Tierisches Engagement über das Hobby hinaus

Gütersloh (gpr.) Das Engagement für die Umwelt sowie der Umgang mit Kindern und Jugendlichen liegt Günter Strothotte besonders am Herzen: Der 65-Jährige setzte entscheidende Impulse bei der Einführung der Naturschule der Stadt Gütersloh im Jahr 2002. Zehn Jahre nach der Gründung zieht der Kleintierzüchter nun ein positives Fazit und hat noch viele Ideen im Hinterkopf, die er gerne im Initiativkreis umsetzen möchte.
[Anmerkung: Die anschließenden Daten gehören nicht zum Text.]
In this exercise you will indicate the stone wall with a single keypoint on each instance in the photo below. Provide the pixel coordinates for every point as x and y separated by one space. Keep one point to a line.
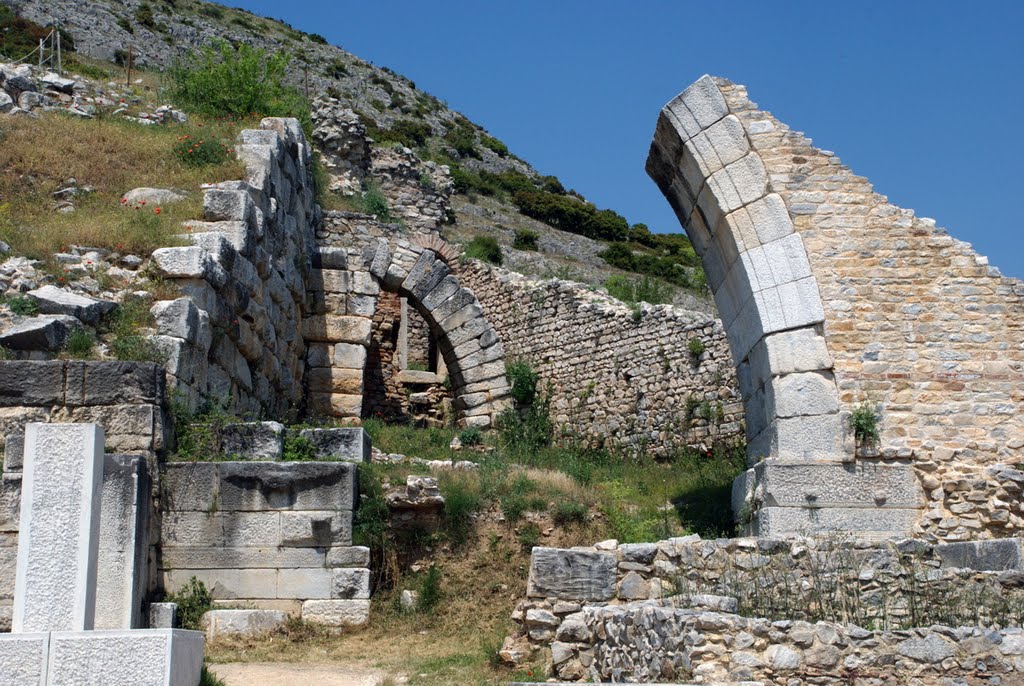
268 536
237 335
621 377
684 608
834 300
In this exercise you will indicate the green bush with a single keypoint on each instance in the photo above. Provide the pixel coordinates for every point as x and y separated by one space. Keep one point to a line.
525 240
80 344
201 152
484 248
194 601
224 79
471 436
645 289
522 379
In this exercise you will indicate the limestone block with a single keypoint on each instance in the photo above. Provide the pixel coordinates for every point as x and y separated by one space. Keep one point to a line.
838 484
253 440
350 584
272 557
241 623
157 656
571 574
13 453
315 528
31 383
801 394
190 485
877 523
222 205
800 438
163 615
351 556
997 555
332 328
45 332
256 486
348 356
24 658
226 584
331 258
58 532
124 543
335 381
350 444
337 612
176 317
52 300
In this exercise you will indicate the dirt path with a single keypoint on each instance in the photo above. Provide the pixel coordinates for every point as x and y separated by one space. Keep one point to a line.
285 674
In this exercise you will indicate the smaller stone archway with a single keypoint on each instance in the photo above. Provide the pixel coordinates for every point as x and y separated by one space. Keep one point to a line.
470 347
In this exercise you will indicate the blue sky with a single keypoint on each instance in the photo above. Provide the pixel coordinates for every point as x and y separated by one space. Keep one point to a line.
924 98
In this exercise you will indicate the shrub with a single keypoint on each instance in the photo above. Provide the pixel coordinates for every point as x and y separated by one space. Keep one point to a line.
201 152
525 240
484 248
864 421
695 346
194 601
568 512
495 145
80 344
523 380
297 448
224 79
430 590
471 436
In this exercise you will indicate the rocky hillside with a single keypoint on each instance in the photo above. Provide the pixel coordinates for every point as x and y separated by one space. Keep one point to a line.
487 176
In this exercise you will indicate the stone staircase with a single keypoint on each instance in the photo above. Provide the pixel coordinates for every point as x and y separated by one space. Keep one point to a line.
863 500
„Mittlerweile weiß ich, welche Tiere der Hit bei den Kindern sind“, erzählt Günter Strothotte schmunzelnd. Schließlich richtet er seit der ersten Stunde der Naturschule Kurse in den Ferienspielen aus:  Zusammen mit dem Bielefelder Preisrichter für Kaninchen, Karl-Heinz Lewin, führt er die Mädchen und Jungs an die flauschigen Tiere heran. Von einer informativen Fragestunde über wichtige Pflegehinweise bis hin zum direkten Kontakt mit den Kaninchen betreut er die jungen Teilnehmer der Ferienspiele. „Die Begeisterung ist den Kindern ins Gesicht geschrieben“, freut sich Strothotte über die hohe Resonanz bei den Kursen, die Strothotte in Zusammenarbeit mit den Mitarbeiterinnen von der Umweltberatung der Stadt Gütersloh, Gisela Kuhlmann und Andrea Flötotto, anbietet. „Unsere Zusammenarbeit klappt super und die Stadt Gütersloh ermöglicht der Naturschule dankenswerterweise einiges“, sagt Strothotte.Über 40 Tiere hält der Hobby-Züchter selbst in seinen Ställen im Garten. Sowohl Tiere der Rasse „Blauer Wiener“ wie auch der „Hermelin Rotauge“ stehen aktuell unter seiner Pflege. Die Leidenschaft für die Kaninchenzucht hegte er allerdings bereits lange vor der Ära der Naturschule: Schon als junger Mann von 27 Jahren trat Strothotte in den Kaninchenzuchtverein  W 377 „Einigkeit“ Gütersloh / Avenwedde ein und übernahm ehrenamtliche Tätigkeiten. Bis zur Auflösung des Vereins vor einigen Monaten fungierte er dort zwanzig Jahre als Vorsitzender.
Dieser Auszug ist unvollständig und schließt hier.